Why Your Marketing Team Needs a Finance Partner Who Actually Gets It

Why Your Marketing Team Needs a Finance Partner Who Actually Gets It

Marketing and finance maintain polite distance in most organizations. Each side slightly suspects the other’s priorities. Finance wants predictable ROI. Marketing argues that brand building can’t be reduced to spreadsheets. The disconnect leads to chronic underinvestment in what matters most.

Taylor Thomson represents a different model: a finance leader who actively shapes marketing strategy because he understands how it actually works.

This credibility comes from unusual background. Before leading finance at WITHIN, Thomson worked in business development and sales. He’s reported to heads of marketing and heads of sales in previous roles. Neither side can easily dismiss his perspective because he’s experienced their challenges firsthand. His professional trajectory demonstrates how cross-functional experience creates credibility that pure finance backgrounds can’t match.

“Marketing teams are basically, for all intents and purposes, they care about getting a lead in the door and then they kind of wash their hands,” Thomson observes. He’s not criticizing—he’s describing how incentive structures create behavior. When marketing is measured on lead volume, they optimize for lead volume. When finance demands quarterly ROI, marketing resorts to tactics that show quick results.

The solution isn’t better attribution modeling. Thomson argues that precise attribution is impossible and focusing instead on whether the overall commercial engine is improving makes more sense. Are pipeline quality, conversion rates, and client satisfaction all trending positively? Then marketing is probably working, even if you can’t prove which campaigns deserve credit.

This perspective comes from managing WITHIN’s company-wide P&L reporting while developing forecasting strategies that connect marketing spend to business outcomes across longer time horizons. The work involves building dashboards that multiple teams actually use rather than reports executives ignore. Taylor Thomson’s Denver-based leadership shows how finance can support marketing rather than just measure it.

One area receiving particular focus: client satisfaction measurement. WITHIN achieves over 50% quarterly response rates on surveys—unusually high for B2B contexts. The agency uses AI to analyze open-ended responses, identifying patterns that inform both client success and marketing strategies. This creates feedback loops between marketing positioning and actual client experience.

Thomson also challenges typical measurement windows for marketing ROI. “You need six months, nine months maybe, depending on your sales cycle,” he explains. “You might not actually ever see a direct one-to-one correlation to your revenue until a year.” This longer time horizon requires different financial planning than quarterly reviews allow.

For CMOs frustrated by finance teams that don’t understand marketing, Thomson’s advice is pragmatic: stop trying to prove ROI for every campaign and start demonstrating that the system as a whole performs better.

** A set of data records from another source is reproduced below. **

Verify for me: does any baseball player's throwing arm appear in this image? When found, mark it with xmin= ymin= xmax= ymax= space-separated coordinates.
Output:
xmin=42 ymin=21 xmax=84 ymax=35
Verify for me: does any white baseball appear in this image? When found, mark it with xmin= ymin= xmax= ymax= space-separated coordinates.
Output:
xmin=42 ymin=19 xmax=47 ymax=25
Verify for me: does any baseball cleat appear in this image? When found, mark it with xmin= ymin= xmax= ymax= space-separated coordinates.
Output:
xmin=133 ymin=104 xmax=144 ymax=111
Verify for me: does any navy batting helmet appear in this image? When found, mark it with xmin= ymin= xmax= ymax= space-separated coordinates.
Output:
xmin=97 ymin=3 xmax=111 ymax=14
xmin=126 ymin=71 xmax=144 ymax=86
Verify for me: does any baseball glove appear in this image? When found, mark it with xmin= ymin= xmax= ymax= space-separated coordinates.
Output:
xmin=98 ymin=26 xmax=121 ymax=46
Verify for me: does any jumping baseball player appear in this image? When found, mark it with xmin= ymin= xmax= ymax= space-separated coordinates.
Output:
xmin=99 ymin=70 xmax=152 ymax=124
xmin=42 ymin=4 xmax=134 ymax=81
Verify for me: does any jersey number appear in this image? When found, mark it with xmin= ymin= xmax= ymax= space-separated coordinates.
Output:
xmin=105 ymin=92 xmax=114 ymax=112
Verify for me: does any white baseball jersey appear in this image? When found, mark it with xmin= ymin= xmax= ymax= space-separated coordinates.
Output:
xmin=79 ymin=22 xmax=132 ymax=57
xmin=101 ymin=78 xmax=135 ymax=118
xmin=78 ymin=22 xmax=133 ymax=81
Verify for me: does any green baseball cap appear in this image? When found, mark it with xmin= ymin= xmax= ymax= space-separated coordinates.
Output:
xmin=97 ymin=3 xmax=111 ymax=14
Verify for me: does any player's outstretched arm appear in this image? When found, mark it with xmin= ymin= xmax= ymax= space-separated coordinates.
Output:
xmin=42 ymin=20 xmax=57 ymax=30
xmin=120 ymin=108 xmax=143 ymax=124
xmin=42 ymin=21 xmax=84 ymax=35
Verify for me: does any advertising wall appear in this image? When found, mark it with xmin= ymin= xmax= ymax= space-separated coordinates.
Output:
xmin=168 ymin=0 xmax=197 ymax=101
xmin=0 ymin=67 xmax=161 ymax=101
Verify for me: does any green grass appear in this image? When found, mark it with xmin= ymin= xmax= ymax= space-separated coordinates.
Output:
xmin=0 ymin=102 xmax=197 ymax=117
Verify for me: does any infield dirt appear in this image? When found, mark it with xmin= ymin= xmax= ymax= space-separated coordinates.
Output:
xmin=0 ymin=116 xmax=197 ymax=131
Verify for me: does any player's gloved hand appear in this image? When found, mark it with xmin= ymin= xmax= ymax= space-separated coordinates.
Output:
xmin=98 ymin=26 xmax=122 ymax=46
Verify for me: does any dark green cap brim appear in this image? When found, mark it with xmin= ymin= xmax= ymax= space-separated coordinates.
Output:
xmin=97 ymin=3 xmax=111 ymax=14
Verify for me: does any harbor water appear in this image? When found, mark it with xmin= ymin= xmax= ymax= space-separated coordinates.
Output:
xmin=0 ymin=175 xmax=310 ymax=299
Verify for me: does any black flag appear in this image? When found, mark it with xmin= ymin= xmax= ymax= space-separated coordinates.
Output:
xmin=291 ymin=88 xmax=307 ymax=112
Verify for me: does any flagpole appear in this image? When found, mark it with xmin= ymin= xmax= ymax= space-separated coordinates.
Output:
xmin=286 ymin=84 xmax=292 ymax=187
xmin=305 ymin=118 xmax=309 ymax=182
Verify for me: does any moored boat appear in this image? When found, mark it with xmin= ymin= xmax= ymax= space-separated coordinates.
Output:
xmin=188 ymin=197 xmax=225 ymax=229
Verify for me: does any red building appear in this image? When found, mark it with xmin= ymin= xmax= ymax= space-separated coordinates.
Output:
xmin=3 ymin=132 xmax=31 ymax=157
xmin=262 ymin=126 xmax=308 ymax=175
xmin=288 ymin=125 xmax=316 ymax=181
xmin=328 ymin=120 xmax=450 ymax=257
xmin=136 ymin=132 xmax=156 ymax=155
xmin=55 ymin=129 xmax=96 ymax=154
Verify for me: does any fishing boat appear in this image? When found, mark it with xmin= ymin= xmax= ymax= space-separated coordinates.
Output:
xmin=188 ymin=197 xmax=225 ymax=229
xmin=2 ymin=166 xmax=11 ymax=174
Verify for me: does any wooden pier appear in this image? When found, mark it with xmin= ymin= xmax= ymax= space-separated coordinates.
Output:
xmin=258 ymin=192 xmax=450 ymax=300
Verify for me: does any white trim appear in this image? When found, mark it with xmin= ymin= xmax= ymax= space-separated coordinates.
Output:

That requires different conversations—about methodology and trend lines rather than campaign-specific metrics.

But it also requires finance partners willing to engage with marketing’s actual challenges rather than just demanding spreadsheets. Thomson’s work at WITHIN’s revenue operations demonstrates what’s possible when finance understands marketing well enough to be helpful rather than just demanding.

The opportunity for marketing leaders: find finance partners who’ve worked across functions and understand that marketing’s contributions can’t always be reduced to immediate ROI. His documented perspective on marketing effectiveness challenges the short-term thinking that undermines long-term brand building.